During our downsizing these two dolls tumbled out of a box. I had to smile when I saw them. They were the bride and groom that stood stark naked atop our wedding cake 38 years ago.

On a Friday afternoon, all those years ago, a Justice of the Peace married us at the courthouse and two days later we rented the gym in the local recreation center on Potrerro Hill and catered our own reception with cheese, cold cuts and delicious crusty sourdough bread. We bought champagne from a small wine store that sold only local wines. We bought so much champagne in fact that everyone had her or his own bottle. By the end of the affair people were either carrying their half full bottle home with them or leaving an empty bottle behind and were seriously looking for a designated driver.

A friend offered to take photos, while a jazz singing friend brought her band and she became the entertainment. Someone brought flowers and decorated the place and Molly, a neighbor, volunteered to make our wedding cake.

It was a beautiful day, as lovely as any I had ever seen in San Francisco. The sky was a brilliant blue; the air filled with the smell of honeysuckle and a slight crisp scent of the Pacific Ocean that can sometimes drift over the hills, reaching the Mission district with one valiant whiff before it thins out and pushes on across the Bay.

We had great fun that day. Everyone danced while the children ran and played tag on the huge basketball court.

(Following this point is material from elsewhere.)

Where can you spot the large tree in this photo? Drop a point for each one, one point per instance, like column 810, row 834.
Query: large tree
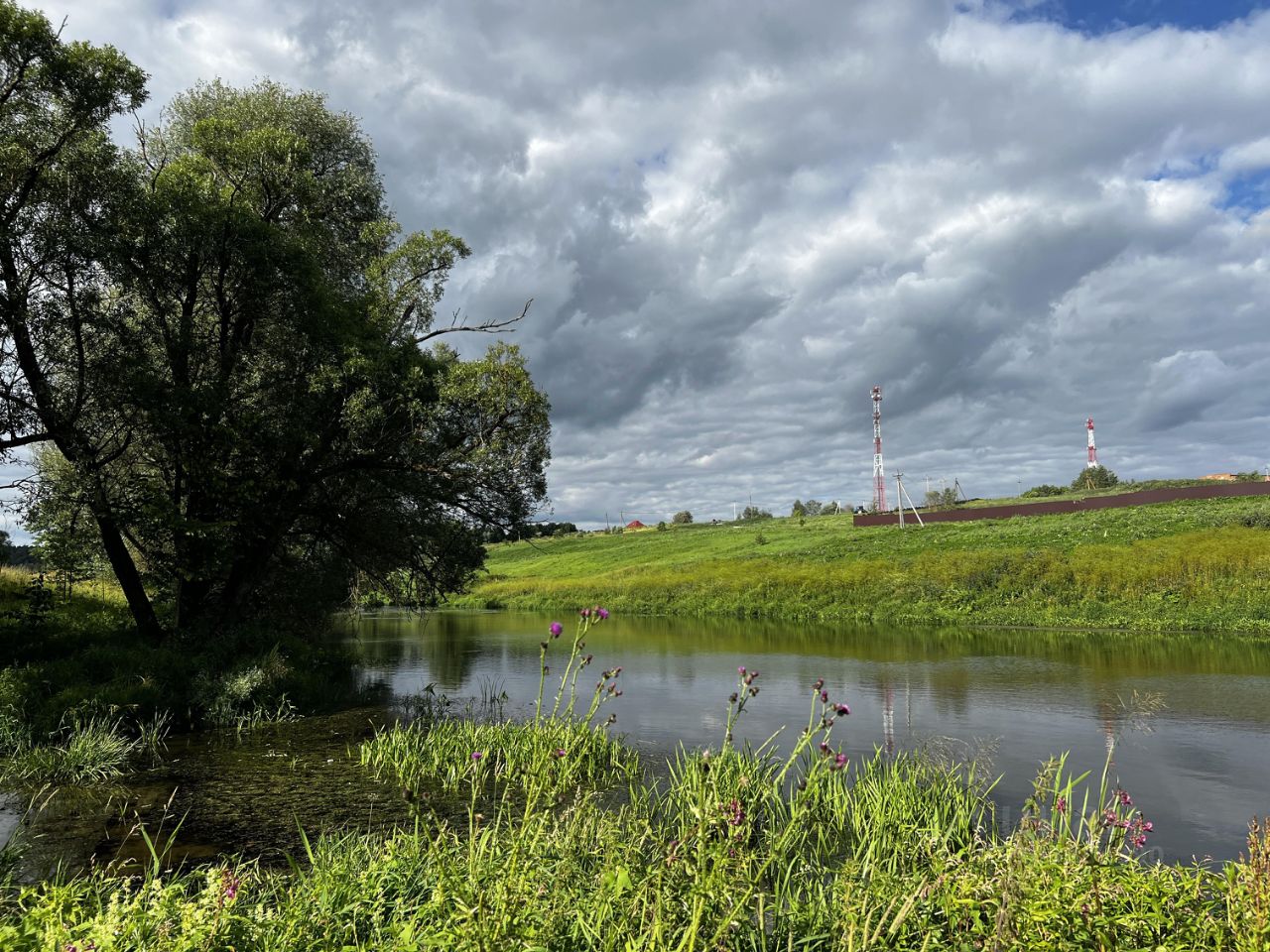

And then it was time to cut and eat the cake. I don’t remember exactly what flavors, but I seem to recollect the layers were a mix of lemon, vanilla and chocolate.

Molly the woman who baked the cake was a shy mom with a two-year-old son who had more energy than any child I have yet to meet. And he was a mischief-maker, always seeming to be looking for new and exciting things to do.  Frequently while walking with his mother he’d wiggle out of her grip, make a dash for a busy street, and every time, miraculously, someone, sometimes a stranger, sometimes a local merchant managed to grab the child before he stepped off the curb and into the traffic.

The bride and groom dolls remind me of something else. They remind me of a tragedy. About a year after our wedding reception Molly and her little boy moved in with her parents in Southern California. I did not get the story first hand, but heard it from someone who knew someone who kept in touch with the shy baker. It seems that the little boy, now nearly four years old wandered in to his grandfather’s garage, climbed into an empty trunk and the lid slammed shut.

The search for the child went on for hours and into the evening. But the child suffocated before he was discovered. I look at the dolls and a whisper of a shadow creeps across my shoulders and I want to extend my hand and grab the child before he reaches the curb.